Efek dari kebiasaan minum alkohol kronis pada kepribadian dan bahaya berhenti minum alkohol. Apa yang dimulai sebagai orang dewasa yang minum dengan sebotol anggur berakhir sebagai seorang anak yang minum dengan sebotol anggur. Minum sampai habis, kata “pecandu alkohol” tidak enak didengar, merupakan istilah yang merendahkan, bahkan, orang lain di belakang mengatakan, tetapi tidak bisa mengendalikan, awalnya adalah sekelompok minuman, sampai akhirnya menyembunyikan minuman mereka sendiri, yang satu malu, yang lain adalah teman yang tidak mau minum, jadi semuanya sendirian, yang dirugikan adalah orang-orang terdekat di sekitarnya, banyak orang yang bercerai.
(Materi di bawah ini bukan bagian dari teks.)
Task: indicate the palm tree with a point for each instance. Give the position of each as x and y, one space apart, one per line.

Yang pertama malu dan yang satunya lagi tidak mau minum dengan teman. Minum sambil mengemudi, beberapa orang tidak makan dan minum, dan pada akhirnya menjadi budak alkohol. Pasien yang ketergantungan alkohol kinerja perubahan kepribadian: 1, egois: berpusat pada alkohol, ada banyak orang yang memiliki tempat untuk menyembunyikan alkohol. 2, melalaikan tanggung jawab: (pria pilar utama, semua tanggung jawab hilang, anak-anak, hal-hal yang rusak adalah istri yang harus dilakukan) selalu menyalahkan orang lain, kebencian terhadap orang lain. Di sisi lain, pikirkanlah bahwa bukan orang lain yang tidak baik, tetapi minuman keras yang membuat kita menjadi seperti ini. 3, sensitif: wajah yang baik, selalu membiarkan orang lain menghormati kita, memberi orang lain perasaan sombong. Padahal, di balik kesombongan itu ada semacam rasa rendah diri. Mengapa Anda menyukai wajah. Hidup saya berantakan, tidak ada yang bisa dipamerkan. 4, berbohong: berbohong untuk membeli alkohol, semua pasien dengan ketergantungan zat seperti ini, semua akan berbohong. 5 . Impulsif: pasien yang minum sering kali sama baiknya dengan tong bedak, sedikit saja sudah cukup. Pasien dengan epilepsi bersifat impulsif, memukuli orang sampai mati, 60 persen pasien pernah melakukan kekerasan terhadap istrinya. Dalam keluarga kami masih bisa tinggal bersama saya, bukan mereka yang beruntung, tapi kami yang beruntung.